﻿---
title: Text analysis
description: Text analysis is the process of converting unstructured text, like the body of an email or a product description, into a structured format that’s optimized...
url: https://www.elastic.co/elastic/docs-builder/docs/3028/manage-data/data-store/text-analysis
products:
  - Elasticsearch
applies_to:
  - Elastic Cloud Serverless: Generally available
  - Elastic Stack: Generally available
---

# Text analysis
_Text analysis_ is the process of converting unstructured text, like the body of an email or a product description, into a structured format that’s [optimized for search](https://www.elastic.co/elastic/docs-builder/docs/3028/solutions/search/full-text).
Text analysis enables Elasticsearch to perform full-text search, where the search returns all *relevant* results rather than only exact matches. For example, if you search for `Quick fox jumps`, you probably want the document that contains `A quick brown fox jumps over the lazy dog`, and you might also want documents that contain related words like `fast fox` or `foxes leap`.
Elasticsearch performs text analysis when indexing or searching [`text`](https://docs-v3-preview.elastic.dev/elastic/docs-builder/docs/3028/reference/elasticsearch/mapping-reference/text) fields. If your index does _not_ contain `text` fields, no further setup is needed; you can skip the pages in this section. If you _do_ use `text` fields or your text searches aren’t returning results as expected, configuring text analysis can often help. You should also look into analysis configuration if you’re using Elasticsearch to:
- Build a search engine
- Mine unstructured data
- Fine-tune search for a specific language
- Perform lexicographic or linguistic research


## Tokenization

Analysis makes full-text search possible through *tokenization*: breaking a text down into smaller chunks, called *tokens*. In most cases, these tokens are individual words.
If you index the phrase `the quick brown fox jumps` as a single string and the user searches for `quick fox`, it isn’t considered a match. However, if you tokenize the phrase and index each word separately, the terms in the query string can be looked up individually. This means they can be matched by searches for `quick fox`, `fox brown`, or other variations.

## Normalization

Tokenization enables matching on individual terms, but each token is still matched literally. This means:
- A search for `Quick` would not match `quick`, even though you likely want either term to match the other
- Although `fox` and `foxes` share the same root word, a search for `foxes` would not match `fox` or vice versa.
- A search for `jumps` would not match `leaps`. While they don’t share a root word, they are synonyms and have a similar meaning.
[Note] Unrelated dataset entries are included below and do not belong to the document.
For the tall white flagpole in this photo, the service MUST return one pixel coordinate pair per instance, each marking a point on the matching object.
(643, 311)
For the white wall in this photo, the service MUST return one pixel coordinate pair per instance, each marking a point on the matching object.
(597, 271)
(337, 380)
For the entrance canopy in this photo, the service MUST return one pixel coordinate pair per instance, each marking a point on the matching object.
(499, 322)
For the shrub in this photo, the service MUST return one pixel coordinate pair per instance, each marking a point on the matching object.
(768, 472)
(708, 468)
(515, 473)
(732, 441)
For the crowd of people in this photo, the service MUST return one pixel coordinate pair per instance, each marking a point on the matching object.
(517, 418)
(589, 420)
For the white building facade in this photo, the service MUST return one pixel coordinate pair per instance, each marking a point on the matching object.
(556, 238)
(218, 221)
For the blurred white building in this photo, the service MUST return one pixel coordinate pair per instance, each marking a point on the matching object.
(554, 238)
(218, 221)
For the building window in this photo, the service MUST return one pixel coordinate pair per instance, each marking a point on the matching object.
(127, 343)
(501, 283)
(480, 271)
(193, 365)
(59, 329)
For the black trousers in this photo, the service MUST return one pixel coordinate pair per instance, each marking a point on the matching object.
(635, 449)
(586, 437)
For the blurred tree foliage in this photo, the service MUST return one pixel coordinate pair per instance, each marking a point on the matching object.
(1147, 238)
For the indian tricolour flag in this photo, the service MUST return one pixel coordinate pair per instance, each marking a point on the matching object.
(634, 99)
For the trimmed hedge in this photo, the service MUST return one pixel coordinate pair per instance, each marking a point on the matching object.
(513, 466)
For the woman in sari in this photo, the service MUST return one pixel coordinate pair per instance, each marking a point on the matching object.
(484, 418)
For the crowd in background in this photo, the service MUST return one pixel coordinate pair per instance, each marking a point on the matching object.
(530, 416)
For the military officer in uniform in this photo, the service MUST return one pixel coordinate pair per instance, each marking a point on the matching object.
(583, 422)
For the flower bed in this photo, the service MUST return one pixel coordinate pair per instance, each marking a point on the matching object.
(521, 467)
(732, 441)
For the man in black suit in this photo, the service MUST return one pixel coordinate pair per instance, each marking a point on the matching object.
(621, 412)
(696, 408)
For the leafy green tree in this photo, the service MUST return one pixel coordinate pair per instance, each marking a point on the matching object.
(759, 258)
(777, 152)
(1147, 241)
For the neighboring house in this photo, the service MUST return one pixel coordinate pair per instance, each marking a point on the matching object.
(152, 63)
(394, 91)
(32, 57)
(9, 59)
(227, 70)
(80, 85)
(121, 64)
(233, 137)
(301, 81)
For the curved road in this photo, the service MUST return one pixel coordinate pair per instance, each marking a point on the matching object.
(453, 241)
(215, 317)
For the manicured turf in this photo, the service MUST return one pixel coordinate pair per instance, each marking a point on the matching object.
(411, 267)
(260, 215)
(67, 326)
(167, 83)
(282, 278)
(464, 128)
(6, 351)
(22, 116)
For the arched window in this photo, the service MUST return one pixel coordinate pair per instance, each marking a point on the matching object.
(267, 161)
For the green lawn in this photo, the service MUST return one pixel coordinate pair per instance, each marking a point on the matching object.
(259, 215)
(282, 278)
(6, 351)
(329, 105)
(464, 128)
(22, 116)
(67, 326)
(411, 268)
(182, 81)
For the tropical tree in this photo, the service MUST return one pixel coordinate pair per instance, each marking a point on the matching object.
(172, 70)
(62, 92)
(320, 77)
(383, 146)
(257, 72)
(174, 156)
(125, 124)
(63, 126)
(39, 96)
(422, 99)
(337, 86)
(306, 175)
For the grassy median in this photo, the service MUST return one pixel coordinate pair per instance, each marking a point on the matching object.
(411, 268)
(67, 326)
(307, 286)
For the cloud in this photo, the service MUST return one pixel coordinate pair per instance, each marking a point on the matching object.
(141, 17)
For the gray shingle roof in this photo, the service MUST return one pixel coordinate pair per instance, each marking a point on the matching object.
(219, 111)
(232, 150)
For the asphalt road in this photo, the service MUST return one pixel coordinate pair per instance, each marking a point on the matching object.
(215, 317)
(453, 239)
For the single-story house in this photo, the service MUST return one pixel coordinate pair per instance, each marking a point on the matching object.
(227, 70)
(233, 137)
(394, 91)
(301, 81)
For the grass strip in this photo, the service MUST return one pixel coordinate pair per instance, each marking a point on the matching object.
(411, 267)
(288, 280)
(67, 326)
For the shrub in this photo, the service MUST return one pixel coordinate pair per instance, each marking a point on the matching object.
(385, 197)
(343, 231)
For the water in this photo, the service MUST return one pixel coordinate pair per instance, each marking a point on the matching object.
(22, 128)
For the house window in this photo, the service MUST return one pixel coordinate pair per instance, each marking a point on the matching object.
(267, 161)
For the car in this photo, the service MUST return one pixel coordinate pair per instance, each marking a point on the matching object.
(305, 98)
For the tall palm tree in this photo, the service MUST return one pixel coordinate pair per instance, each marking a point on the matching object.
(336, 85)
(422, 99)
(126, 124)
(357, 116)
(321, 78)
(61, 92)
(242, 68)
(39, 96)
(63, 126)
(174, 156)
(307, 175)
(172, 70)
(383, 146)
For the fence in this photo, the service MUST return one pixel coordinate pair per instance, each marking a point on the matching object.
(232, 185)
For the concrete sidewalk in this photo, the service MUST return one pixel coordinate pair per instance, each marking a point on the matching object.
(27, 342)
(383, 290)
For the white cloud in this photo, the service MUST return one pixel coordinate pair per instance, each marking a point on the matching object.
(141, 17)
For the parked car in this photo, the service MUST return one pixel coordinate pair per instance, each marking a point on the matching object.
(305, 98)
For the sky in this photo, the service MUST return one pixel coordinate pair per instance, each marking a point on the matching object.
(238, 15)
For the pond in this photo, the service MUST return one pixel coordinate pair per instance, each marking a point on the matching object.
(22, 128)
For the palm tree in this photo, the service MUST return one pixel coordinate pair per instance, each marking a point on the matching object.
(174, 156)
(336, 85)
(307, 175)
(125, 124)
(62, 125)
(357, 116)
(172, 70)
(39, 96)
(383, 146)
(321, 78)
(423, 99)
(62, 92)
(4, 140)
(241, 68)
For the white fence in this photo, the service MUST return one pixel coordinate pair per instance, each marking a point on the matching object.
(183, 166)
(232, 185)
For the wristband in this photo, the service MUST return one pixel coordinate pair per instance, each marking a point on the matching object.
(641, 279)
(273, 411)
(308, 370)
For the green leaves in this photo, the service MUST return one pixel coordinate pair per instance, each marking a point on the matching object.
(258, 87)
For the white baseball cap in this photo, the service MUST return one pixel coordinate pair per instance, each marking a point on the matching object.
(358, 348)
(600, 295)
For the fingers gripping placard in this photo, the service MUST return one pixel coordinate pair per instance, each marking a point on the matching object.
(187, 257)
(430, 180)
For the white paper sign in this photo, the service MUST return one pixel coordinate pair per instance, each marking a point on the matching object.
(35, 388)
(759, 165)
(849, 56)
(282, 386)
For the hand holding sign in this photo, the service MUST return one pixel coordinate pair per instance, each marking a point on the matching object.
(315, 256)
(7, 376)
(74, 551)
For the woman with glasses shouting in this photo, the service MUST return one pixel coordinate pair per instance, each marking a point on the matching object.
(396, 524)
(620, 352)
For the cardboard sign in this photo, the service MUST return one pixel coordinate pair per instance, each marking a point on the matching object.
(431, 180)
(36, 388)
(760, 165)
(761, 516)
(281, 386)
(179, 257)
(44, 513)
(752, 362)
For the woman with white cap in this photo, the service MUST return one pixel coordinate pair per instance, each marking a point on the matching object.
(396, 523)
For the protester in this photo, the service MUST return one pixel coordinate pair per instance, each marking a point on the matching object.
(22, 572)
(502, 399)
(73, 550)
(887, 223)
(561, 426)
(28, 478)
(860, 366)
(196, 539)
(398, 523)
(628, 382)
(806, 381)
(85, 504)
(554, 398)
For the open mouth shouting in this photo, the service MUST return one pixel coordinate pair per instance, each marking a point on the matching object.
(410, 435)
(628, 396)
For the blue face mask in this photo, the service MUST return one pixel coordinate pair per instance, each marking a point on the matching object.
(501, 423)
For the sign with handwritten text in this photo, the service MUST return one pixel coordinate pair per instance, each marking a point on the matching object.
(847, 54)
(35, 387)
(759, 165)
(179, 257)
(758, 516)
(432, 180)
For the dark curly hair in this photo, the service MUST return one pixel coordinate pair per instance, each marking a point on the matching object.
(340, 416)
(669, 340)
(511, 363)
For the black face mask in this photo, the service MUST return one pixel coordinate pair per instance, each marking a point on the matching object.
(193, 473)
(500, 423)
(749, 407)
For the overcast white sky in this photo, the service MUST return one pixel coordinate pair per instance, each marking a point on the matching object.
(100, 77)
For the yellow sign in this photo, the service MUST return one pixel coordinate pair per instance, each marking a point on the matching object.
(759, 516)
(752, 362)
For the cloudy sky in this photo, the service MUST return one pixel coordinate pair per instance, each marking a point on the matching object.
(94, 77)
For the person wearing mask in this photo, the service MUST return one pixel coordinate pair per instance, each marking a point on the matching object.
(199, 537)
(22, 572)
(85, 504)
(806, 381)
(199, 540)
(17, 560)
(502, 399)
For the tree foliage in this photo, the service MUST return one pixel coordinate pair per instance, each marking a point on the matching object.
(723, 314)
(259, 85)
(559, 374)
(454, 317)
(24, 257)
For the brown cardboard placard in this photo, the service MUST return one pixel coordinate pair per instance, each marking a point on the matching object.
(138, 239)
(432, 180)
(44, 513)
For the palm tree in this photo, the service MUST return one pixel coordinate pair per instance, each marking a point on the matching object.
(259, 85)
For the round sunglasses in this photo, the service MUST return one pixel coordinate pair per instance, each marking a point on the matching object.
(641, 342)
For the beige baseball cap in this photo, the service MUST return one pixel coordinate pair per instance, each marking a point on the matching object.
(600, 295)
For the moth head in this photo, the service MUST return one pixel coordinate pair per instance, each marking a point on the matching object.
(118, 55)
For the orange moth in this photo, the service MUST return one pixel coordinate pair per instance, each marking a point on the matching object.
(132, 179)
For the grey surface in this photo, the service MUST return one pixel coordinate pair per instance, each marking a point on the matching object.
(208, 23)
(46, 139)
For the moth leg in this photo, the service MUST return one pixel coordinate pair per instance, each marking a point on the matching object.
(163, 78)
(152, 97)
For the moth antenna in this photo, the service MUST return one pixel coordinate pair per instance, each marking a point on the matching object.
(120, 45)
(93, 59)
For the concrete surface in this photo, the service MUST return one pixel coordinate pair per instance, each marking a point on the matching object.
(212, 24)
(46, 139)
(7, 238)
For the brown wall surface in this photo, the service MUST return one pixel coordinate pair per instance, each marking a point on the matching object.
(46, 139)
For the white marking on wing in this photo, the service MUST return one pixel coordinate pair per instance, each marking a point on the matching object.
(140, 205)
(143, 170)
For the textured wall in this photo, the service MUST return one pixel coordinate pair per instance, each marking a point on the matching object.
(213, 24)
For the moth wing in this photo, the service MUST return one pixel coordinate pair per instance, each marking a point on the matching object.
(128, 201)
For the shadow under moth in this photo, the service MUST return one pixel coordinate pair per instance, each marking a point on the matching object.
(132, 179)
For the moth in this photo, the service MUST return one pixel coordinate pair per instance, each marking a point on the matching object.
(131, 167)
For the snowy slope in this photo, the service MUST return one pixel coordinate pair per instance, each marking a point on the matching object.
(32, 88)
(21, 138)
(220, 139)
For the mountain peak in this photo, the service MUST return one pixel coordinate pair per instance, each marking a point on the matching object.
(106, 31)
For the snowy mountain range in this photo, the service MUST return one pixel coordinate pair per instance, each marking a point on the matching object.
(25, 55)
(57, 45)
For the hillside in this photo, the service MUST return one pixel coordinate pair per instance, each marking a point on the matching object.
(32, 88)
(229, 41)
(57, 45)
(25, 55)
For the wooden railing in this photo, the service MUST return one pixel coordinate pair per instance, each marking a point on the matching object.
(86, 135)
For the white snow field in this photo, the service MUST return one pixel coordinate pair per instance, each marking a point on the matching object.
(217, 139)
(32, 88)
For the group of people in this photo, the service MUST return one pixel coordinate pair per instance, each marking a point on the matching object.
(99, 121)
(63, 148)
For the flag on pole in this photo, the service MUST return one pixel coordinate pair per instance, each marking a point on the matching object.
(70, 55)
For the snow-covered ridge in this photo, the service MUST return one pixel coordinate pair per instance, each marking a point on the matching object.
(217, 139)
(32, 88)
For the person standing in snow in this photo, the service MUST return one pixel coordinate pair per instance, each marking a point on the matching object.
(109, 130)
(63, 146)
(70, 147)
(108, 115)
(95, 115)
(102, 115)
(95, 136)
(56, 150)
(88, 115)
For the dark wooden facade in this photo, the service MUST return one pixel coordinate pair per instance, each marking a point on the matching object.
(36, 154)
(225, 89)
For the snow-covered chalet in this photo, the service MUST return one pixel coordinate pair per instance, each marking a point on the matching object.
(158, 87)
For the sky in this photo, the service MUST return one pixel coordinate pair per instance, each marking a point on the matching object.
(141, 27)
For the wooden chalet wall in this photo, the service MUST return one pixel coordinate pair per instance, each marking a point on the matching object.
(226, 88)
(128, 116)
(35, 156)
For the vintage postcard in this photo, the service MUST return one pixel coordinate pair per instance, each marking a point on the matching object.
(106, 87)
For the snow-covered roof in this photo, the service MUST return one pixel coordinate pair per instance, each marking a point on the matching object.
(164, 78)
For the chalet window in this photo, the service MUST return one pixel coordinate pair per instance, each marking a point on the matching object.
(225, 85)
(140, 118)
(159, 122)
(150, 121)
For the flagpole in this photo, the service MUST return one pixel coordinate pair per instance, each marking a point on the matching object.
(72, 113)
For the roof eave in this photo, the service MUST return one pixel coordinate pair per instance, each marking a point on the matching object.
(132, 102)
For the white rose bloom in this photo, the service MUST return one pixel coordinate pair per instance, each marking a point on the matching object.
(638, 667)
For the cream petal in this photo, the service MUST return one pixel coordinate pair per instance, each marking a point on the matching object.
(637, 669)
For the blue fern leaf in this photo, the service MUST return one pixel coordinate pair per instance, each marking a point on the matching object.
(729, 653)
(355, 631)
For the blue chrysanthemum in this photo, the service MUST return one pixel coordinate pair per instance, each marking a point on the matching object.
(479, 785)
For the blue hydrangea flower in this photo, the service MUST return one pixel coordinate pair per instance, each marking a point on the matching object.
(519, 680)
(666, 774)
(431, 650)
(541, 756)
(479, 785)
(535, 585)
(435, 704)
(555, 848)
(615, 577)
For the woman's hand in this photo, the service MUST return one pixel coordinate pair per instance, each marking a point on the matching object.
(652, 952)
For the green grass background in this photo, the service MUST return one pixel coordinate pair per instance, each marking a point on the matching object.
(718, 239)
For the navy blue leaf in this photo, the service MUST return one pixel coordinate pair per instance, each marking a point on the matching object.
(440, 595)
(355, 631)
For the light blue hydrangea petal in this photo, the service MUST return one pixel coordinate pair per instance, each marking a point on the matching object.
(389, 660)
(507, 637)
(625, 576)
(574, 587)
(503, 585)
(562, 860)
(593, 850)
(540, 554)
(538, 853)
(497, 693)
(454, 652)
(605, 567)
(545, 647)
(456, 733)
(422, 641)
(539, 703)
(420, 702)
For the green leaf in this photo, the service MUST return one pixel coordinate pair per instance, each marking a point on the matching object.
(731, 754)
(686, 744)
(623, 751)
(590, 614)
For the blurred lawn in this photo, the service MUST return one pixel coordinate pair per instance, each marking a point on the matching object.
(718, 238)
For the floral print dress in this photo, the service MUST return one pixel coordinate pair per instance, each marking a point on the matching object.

To solve these problems, text analysis can *normalize* these tokens into a standard format. This allows you to match tokens that are not exactly the same as the search terms, but similar enough to still be relevant. For example:
- `Quick` can be lowercased: `quick`.
- `foxes` can be *stemmed*, or reduced to its root word: `fox`.
- `jump` and `leap` are synonyms and can be indexed as a single word: `jump`.

To ensure search terms match these words as intended, you can apply the same tokenization and normalization rules to the query string. For example, a search for `Foxes leap` can be normalized to a search for `fox jump`.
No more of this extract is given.